Люциусу на мгновение показалось, что по стене, ускользая от луча заклинания, метнулся туманный силуэт. Белый на тёмном, словно тень наоборот.
Обман зрения?
Обнаруживающие чары результата не дали. Кроме самого Люциуса, живых существ в номере не было.
Ну что же, и к дьяволу. Бояться неведомо чего и бежать от него неведомо куда и неведомо каким способом, бессмысленно. Если даже это духи господина Озерского-младшего, пусть для начала проявят себя. Люциус усмехнулся этой мысли, и тому, что даже почувствовал некий азарт, но на всякий случай наколдовал дополнительную защиту комнаты. Озерский говорил, что духи эти влияют на разум… ну что же, пусть попытаются проникнуть в мысли Малфоя. Если случится чудо и им это и удастся, ещё не известно, кто испытает большее потрясение.
На сегодня достаточно тумана и бездействия. Итак – к письму. Но что это? За окном уже светает?....
Прошло около недели после ночного визита Леоны. Хогвартс охватила предрождественская лихорадка. Комнаты и коридоры сверкали от праздничных украшений, в Большом зале освободили место для огромной ели, от и без того небольшого количества свободного времени учеников половину отняли уроки ускоренного обучения бальным танцам, которые, впрочем, я пропускал с чистой совестью за ненадобностью. Впрочем, несколько выигранных таким образом часов мало меня спасали – учебная нагрузка не ослабевала, а оставшаяся слабость после болезни лишь усиливала ощущение тяжести и усталости. К тому же, если раньше влюблённость и приподнятое настроение поддерживали меня настолько, что проблем я не замечал, то теперь и душевное состояние оставляло желать лучшего. Оставалось только считать дни до Рождества, и надеяться на отдых в Мэноре во время каникул.
Мои сокурсники, напротив, воспряли духом. По количеству романтических переживаний и разговоров можно было подумать, что началась весна. Девушки хихикали, но ускоряли шаг, оказываясь рядом с молодыми людьми, а те по большей части бледнели и только что не падали в обморок при мысли о том, что скоро придётся искать спутницу для Рождественского бала.

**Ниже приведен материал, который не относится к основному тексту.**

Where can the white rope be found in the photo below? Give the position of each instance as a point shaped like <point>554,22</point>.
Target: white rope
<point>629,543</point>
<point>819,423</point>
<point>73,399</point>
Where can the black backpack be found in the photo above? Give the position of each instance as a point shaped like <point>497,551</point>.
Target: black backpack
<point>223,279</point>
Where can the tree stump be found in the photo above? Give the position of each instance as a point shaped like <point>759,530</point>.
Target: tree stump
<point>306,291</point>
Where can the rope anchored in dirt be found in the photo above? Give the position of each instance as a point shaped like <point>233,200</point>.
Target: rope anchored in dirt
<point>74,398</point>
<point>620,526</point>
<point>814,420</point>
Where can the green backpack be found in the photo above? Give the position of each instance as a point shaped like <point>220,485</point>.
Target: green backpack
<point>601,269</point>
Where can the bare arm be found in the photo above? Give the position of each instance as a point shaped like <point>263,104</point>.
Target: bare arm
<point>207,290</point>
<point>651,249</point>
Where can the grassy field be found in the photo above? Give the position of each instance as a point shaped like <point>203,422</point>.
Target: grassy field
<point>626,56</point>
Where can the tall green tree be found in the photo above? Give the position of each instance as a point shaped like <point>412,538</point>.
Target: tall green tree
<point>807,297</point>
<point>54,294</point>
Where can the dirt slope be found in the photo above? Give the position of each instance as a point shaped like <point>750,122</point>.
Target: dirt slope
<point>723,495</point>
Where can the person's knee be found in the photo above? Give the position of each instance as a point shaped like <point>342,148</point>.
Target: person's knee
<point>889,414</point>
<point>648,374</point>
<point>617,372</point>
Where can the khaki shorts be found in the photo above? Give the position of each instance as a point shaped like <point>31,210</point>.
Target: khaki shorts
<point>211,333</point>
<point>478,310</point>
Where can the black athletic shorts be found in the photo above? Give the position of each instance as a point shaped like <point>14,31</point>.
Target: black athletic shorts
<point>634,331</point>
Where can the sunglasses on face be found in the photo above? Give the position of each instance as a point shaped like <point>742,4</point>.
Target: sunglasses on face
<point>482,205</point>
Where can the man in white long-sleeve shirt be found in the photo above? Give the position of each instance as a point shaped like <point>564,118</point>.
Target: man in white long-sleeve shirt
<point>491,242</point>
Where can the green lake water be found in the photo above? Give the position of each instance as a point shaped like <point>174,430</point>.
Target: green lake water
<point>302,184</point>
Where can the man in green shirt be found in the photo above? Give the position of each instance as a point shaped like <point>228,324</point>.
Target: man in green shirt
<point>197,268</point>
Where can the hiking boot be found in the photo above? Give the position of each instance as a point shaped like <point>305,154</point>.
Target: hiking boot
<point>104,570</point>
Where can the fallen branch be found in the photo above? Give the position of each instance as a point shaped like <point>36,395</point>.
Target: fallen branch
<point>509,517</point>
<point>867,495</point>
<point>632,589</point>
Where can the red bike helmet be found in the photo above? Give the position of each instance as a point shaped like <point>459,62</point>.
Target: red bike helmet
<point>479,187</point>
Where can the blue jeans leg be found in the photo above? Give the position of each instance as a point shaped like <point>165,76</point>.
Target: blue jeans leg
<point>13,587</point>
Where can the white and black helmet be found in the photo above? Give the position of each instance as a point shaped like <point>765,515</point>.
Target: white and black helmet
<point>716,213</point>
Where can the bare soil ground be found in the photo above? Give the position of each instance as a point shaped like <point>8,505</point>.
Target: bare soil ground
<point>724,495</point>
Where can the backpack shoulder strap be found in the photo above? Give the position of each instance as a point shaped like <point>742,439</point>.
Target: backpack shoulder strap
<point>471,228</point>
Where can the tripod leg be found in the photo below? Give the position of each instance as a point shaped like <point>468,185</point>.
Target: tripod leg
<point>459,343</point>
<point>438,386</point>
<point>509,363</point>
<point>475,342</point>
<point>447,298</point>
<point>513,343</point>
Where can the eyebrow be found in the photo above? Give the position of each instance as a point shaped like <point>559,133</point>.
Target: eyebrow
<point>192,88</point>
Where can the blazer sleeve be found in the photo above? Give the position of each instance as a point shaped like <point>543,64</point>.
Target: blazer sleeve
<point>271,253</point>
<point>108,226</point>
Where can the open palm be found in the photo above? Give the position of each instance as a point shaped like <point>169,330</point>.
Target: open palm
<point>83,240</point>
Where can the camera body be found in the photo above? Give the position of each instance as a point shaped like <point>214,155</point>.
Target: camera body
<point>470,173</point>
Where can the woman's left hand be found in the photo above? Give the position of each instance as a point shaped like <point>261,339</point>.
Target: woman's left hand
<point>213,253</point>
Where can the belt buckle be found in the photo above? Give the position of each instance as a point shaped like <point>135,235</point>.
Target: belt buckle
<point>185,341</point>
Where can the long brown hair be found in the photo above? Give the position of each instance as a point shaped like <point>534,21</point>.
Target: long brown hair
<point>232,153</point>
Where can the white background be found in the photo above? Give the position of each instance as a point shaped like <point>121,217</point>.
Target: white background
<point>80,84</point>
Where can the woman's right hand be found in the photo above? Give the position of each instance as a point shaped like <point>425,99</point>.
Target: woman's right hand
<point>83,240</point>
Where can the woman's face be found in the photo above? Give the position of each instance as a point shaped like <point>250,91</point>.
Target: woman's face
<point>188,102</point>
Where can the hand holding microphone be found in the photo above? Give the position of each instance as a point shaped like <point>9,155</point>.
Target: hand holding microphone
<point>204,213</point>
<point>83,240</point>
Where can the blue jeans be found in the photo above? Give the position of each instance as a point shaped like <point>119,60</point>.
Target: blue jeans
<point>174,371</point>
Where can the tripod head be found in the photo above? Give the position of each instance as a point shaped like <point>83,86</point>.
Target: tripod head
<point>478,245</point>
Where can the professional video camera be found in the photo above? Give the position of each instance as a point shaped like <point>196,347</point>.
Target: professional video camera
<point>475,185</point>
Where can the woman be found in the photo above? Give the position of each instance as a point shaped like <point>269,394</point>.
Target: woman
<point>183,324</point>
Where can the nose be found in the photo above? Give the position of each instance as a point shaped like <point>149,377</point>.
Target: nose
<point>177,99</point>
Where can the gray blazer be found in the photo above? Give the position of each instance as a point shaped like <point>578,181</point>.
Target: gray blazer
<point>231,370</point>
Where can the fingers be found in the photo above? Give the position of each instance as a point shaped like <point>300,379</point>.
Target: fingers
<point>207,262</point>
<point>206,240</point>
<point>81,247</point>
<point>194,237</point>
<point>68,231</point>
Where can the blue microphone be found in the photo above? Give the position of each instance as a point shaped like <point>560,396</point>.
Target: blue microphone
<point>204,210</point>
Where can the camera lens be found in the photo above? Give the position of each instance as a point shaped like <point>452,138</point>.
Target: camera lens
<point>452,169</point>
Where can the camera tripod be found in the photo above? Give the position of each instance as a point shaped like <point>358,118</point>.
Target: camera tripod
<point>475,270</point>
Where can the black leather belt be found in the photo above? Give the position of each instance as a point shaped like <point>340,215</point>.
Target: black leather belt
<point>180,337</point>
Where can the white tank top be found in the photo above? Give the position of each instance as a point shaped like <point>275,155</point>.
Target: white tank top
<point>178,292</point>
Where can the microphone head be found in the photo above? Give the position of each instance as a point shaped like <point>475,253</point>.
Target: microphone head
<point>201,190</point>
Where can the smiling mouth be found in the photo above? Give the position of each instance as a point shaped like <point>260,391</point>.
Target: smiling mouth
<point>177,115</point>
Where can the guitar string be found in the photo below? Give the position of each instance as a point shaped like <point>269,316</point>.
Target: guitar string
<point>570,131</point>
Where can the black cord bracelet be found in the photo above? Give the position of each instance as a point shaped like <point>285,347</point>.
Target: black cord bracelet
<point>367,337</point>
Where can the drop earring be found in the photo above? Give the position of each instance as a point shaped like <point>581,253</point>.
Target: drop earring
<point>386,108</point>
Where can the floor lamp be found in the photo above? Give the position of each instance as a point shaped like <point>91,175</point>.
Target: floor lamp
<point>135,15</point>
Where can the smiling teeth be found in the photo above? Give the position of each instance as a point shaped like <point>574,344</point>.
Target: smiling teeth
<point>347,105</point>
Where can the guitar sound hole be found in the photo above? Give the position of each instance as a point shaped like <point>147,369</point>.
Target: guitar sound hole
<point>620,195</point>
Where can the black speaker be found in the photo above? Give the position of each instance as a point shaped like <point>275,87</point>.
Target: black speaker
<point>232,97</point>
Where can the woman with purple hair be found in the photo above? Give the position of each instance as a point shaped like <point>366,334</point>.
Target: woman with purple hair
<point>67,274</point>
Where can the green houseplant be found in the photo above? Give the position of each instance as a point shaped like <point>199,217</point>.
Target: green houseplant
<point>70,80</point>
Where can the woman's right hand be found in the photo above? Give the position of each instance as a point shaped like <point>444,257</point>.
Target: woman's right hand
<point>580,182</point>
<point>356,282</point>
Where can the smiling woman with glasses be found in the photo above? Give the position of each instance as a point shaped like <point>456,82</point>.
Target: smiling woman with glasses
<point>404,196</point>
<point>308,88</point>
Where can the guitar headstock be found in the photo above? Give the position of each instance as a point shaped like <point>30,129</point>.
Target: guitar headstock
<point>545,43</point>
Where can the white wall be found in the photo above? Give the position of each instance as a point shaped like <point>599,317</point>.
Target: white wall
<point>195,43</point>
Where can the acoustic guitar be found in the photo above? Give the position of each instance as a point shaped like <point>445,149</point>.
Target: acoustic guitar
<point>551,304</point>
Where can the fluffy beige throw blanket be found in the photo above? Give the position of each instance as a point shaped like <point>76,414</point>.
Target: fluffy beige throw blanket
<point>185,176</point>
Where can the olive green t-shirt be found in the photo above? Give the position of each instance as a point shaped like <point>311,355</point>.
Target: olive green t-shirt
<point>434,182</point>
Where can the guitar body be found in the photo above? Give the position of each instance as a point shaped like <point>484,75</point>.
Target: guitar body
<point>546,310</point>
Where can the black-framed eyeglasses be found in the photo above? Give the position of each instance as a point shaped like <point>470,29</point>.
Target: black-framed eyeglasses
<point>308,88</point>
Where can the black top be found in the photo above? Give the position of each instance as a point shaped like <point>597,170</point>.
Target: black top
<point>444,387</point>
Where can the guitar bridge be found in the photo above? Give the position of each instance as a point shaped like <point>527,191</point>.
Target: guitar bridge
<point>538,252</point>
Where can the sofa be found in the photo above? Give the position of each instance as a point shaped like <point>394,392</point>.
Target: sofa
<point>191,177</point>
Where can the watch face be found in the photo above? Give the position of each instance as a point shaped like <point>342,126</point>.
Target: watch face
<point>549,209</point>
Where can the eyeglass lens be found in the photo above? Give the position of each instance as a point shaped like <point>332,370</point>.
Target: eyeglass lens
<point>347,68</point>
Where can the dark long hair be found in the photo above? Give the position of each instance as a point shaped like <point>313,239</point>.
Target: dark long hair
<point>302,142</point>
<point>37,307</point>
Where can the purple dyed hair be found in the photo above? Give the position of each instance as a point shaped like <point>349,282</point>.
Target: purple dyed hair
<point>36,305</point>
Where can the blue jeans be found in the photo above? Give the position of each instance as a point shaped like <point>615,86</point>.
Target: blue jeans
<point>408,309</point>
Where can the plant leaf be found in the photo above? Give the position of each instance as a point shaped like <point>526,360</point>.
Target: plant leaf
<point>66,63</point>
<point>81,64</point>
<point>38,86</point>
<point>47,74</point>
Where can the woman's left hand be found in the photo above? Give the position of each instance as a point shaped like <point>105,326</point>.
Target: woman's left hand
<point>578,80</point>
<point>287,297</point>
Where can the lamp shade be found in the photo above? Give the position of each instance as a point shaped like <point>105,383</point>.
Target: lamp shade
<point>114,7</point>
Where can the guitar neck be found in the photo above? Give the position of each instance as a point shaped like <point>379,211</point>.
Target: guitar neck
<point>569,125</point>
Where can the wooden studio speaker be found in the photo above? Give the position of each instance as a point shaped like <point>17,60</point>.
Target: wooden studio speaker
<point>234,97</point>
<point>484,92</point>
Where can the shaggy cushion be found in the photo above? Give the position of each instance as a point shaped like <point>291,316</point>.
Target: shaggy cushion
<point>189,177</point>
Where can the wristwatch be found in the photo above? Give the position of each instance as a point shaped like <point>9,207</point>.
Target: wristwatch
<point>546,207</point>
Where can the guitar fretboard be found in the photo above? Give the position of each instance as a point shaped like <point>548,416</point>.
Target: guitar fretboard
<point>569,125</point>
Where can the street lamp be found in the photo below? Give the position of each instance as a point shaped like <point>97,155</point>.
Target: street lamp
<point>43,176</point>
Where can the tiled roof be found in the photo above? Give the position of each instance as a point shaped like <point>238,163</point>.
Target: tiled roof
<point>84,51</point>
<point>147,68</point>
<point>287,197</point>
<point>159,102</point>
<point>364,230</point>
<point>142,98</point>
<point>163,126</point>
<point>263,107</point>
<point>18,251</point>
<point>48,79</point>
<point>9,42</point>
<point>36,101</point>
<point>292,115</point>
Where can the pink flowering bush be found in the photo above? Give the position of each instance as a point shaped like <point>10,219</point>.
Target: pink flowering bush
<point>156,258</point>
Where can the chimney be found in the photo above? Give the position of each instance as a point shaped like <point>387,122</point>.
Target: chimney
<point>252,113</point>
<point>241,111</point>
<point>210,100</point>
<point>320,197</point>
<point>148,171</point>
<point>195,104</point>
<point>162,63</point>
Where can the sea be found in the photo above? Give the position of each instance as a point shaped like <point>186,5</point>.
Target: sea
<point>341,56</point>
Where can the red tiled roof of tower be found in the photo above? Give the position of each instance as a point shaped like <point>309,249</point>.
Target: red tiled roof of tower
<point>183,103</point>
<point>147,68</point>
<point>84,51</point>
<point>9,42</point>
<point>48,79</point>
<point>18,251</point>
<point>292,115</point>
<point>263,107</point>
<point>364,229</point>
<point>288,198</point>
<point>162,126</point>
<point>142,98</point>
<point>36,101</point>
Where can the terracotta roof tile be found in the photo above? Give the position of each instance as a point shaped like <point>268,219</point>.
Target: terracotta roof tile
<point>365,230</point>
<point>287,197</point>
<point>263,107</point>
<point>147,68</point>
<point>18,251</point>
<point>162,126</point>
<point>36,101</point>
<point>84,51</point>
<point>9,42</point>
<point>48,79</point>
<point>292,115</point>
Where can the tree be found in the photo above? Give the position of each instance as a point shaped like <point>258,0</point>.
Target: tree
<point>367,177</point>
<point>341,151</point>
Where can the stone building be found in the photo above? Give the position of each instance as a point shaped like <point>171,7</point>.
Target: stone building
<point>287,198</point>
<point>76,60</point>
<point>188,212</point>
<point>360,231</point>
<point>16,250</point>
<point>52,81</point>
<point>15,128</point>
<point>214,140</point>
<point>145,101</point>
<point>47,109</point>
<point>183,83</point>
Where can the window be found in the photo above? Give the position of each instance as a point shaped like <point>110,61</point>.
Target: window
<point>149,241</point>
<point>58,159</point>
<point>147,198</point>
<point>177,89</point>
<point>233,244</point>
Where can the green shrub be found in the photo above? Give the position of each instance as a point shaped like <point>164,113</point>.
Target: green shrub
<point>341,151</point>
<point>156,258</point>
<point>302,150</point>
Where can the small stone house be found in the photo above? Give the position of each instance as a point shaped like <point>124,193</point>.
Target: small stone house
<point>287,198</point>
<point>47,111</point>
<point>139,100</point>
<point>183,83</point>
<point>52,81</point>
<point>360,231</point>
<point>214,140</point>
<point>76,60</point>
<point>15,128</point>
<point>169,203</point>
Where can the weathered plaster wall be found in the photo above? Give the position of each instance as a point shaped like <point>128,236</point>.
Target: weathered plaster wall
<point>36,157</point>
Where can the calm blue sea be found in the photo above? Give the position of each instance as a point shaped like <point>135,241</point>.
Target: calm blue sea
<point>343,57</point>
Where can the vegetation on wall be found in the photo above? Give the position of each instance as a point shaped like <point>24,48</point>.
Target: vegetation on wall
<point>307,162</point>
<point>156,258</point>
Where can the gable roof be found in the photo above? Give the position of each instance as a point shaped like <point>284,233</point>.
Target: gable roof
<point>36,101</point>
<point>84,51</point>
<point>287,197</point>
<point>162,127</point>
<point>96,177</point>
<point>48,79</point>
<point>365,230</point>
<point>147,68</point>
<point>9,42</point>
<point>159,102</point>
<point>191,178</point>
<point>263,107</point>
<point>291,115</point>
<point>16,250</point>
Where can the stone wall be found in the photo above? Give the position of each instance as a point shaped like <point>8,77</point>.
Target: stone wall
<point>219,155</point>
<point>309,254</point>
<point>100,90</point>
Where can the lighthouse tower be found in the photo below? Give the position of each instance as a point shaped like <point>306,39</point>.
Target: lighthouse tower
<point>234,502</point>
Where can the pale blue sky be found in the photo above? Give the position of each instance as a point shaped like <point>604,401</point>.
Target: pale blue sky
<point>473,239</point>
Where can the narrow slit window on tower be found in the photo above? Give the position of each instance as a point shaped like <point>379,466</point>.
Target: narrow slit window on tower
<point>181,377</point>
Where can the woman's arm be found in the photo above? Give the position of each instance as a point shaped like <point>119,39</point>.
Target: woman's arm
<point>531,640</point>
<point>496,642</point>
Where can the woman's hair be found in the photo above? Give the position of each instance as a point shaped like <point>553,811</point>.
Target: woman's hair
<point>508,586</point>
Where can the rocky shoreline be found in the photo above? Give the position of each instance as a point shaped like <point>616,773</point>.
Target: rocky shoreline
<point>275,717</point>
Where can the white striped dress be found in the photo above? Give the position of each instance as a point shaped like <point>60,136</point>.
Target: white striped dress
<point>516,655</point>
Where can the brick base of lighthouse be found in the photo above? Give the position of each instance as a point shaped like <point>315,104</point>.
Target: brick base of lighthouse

Я снисходительно поглядывал на всеобщую романтическую возню, только иногда огрызаясь на слишком бурное проявление эмоций окружающими. Например, когда Крэбб попытался пригласить на бал Шанталь, получил отказ, и решил красиво страдать, что он ничем не хуже Мариуса Розира (в которого, по слухам, была безответно влюблена француженка – и именно поэтому не отходила от слизеринцев), выбрав сочувствующим меня. Оказалось, что слушатель я неблагодарный, а утешитель невыносимый, после чего, к счастью, меня оставили в покое.
У меня всё было понятнее. Дафна и Астория дружно заливались румянцем, завидев меня, иногда я неожиданно перехватывал полные почти щенячьей надежды взгляды некоторых других девушек, вдобавок мне пришла пара анонимных писем с предложением пригласить на бал их авторш – раскрыть инкогнито которых, видимо, предстояло самостоятельно – и, разумеется, я не собирался морочиться такими глупостями. Я намеревался пойти на бал с Пэнси, вот только заводить с ней об этом разговор было рано..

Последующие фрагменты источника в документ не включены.